Goat Island was revolutionary not just because it was one of the world's first no-take reserves, but also because it protected an ordinary stretch of coastline. In true Kiwi egalitarian spirit, the legislation enacted in 1971 to create reserves declared that its purpose was to preserve the typical as well as the unique, and that such preservation was in the national interest. Located in the middle of the water hemisphere, with a coastline greater in length than that of the contiguous U.S. and the world's fourth largest EEZ (the exclusive economic zone recognized by the UN), New Zealand is indisputably one of the most maritime nations on Earth. The country had been a world leader in developing land reserves; now it was time to do the same for the sea.
Given the success of Goat Island, one might assume that the rollout of further marine reserves would have been rapid and decisive. It wasn't. For the next three decades Ballantine would square off against stubborn anglers, reluctant bureaucrats, and fence-sitting scientists.
There was a setback with the very next reserve application, over the Poor Knights Islands, 12 nautical miles (22 nautical kilometers) off the Northland coast. Remnants of an ancient volcano, this cluster of reefs and pinnacles lies at an intersection between temperate and subtropical waters. A warm current originating hundreds of miles to the northwest sweeps past the islands, raising the water temperature one degree higher than on the coast and bringing with it a host of tropical visitors, from coral shrimps to whale sharks.
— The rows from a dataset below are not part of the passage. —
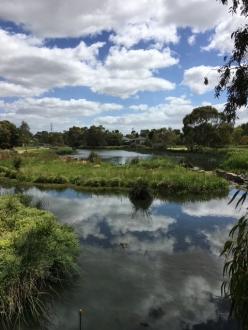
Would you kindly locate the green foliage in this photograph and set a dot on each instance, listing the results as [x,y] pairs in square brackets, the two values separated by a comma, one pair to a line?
[8,135]
[17,162]
[35,252]
[24,135]
[58,179]
[234,73]
[205,127]
[161,174]
[64,151]
[236,161]
[94,158]
[236,271]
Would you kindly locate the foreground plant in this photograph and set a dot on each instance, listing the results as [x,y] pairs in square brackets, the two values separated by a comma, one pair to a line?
[36,253]
[236,267]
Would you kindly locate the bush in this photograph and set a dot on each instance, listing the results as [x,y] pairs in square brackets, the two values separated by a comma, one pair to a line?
[64,151]
[35,251]
[17,163]
[94,158]
[134,161]
[59,179]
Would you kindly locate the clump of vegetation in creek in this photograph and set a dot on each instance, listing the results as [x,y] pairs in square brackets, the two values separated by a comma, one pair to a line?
[64,151]
[235,285]
[94,158]
[236,161]
[141,196]
[17,163]
[36,253]
[161,175]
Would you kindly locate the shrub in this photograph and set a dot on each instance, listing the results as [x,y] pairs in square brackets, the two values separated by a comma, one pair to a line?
[94,158]
[59,179]
[17,163]
[141,196]
[115,182]
[64,151]
[35,251]
[134,161]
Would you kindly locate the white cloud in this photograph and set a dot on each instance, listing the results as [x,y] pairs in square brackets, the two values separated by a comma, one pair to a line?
[30,68]
[53,18]
[194,78]
[39,113]
[165,114]
[132,34]
[192,39]
[221,39]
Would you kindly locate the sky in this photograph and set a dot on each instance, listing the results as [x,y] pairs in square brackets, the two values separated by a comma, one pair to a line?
[133,64]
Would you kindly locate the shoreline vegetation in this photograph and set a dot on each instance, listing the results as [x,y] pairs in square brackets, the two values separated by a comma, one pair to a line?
[37,254]
[45,166]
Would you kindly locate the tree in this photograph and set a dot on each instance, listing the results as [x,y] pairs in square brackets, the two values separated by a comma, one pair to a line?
[75,137]
[96,136]
[8,135]
[200,127]
[234,72]
[24,134]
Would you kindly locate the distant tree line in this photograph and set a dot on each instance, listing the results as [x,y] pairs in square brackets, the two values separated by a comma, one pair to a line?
[203,127]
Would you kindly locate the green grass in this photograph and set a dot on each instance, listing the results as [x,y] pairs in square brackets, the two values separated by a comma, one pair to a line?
[236,161]
[160,174]
[35,253]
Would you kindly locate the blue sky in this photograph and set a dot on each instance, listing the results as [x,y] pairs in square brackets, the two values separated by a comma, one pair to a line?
[133,64]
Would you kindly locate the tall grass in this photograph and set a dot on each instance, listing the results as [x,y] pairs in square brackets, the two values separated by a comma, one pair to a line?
[160,174]
[236,161]
[35,253]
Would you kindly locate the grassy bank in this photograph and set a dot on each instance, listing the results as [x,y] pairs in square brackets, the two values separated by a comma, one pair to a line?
[160,174]
[236,160]
[35,253]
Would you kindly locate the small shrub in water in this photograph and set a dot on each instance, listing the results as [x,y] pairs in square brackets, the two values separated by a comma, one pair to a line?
[17,163]
[94,158]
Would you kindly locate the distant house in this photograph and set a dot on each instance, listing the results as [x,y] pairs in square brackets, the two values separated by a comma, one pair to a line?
[140,140]
[127,141]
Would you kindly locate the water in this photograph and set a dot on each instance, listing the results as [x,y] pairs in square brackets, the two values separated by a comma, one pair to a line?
[114,156]
[158,270]
[205,161]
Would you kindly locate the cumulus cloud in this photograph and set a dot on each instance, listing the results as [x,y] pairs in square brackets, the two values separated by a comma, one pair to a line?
[194,78]
[30,68]
[39,112]
[221,40]
[192,39]
[132,34]
[170,113]
[53,18]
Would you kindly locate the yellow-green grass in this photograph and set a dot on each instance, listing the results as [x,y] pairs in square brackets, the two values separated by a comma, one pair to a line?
[236,161]
[160,174]
[35,253]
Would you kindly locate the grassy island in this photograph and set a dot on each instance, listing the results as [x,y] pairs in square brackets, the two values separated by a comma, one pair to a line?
[36,252]
[160,174]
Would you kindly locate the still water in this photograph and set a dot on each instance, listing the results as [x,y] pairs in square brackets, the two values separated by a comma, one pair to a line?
[114,156]
[158,269]
[205,161]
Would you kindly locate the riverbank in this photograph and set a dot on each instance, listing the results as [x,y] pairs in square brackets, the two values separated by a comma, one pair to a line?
[36,253]
[159,174]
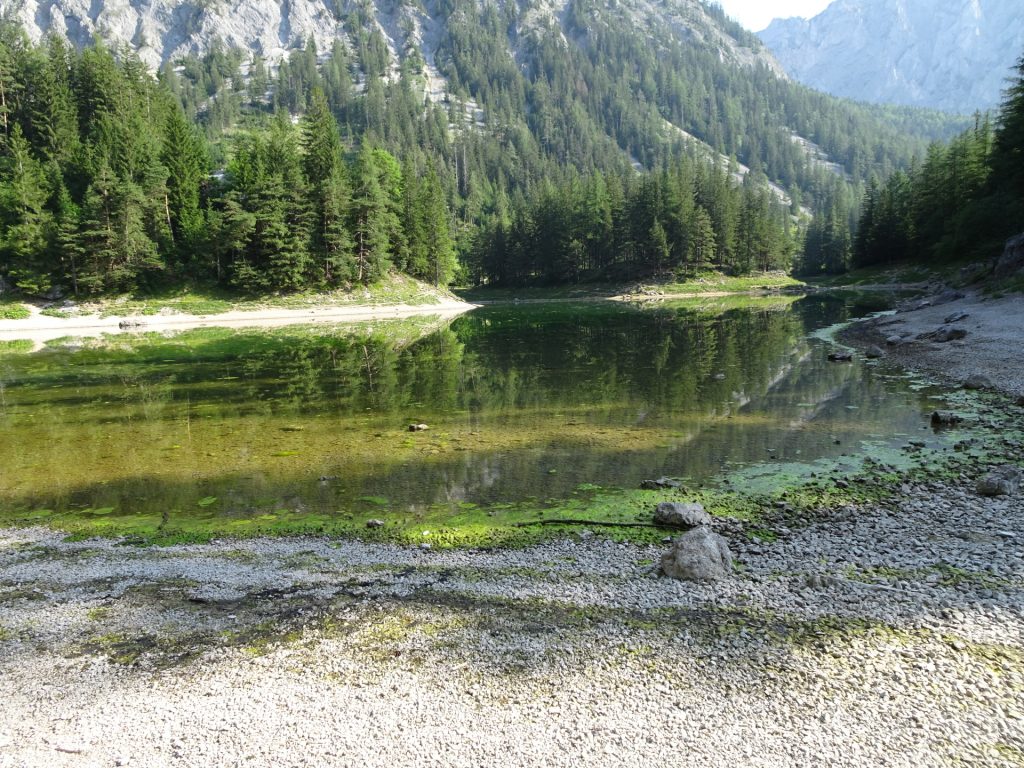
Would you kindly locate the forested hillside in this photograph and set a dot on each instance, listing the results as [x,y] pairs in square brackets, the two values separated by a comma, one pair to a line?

The underwater architecture is as striking as the marine life. Millions of years of weathering have riddled the islands with arches, tunnels, and caves. The walls of one arch drop 150 feet (45 meters) from surface to seabed, completely drenched in living color. At times, squadrons of 60 or more stingrays hover like stacks of flying saucers in this ethereal blue keyhole.
A submarine cave on the exposed eastern side holds a permanent air pocket trapped against its ceiling. Divers enter through a portal 40 feet (12 meters) under the surface and swim up into the bubble, which is the size of a small car. It is a wonderfully incongruous feeling to take out your scuba mouthpiece 20 feet (6 meters) under the sea and breathe deep drafts of moist, salty, subterranean air.
Rated one of the world's top subtropical dive sites, the Poor Knights would seem to have been the perfect candidate for reserve protection. Yet astonishingly, the legislation crafted to protect such habitats was amended to downgrade that protection. Pressure from recreational fishing interests was the reason. The islands were a favorite destination for anglers and supported a strong game-fishing fleet. Anglers strenuously objected to having such prized fishing grounds declared off-limits. And so began what Ballantine calls the grand compromise, in which commercial fishing was banned but recreational fishing for the most popular species was permitted.
To Ballantine it was a travesty. The act of parliament that sanctified ordinary Goat Island now denied the iconic Poor Knights its chance for ecological redemption. Seventeen years of jousting would elapse before the recreational-fishing provision was removed and full protection was conferred on the beleaguered Knights.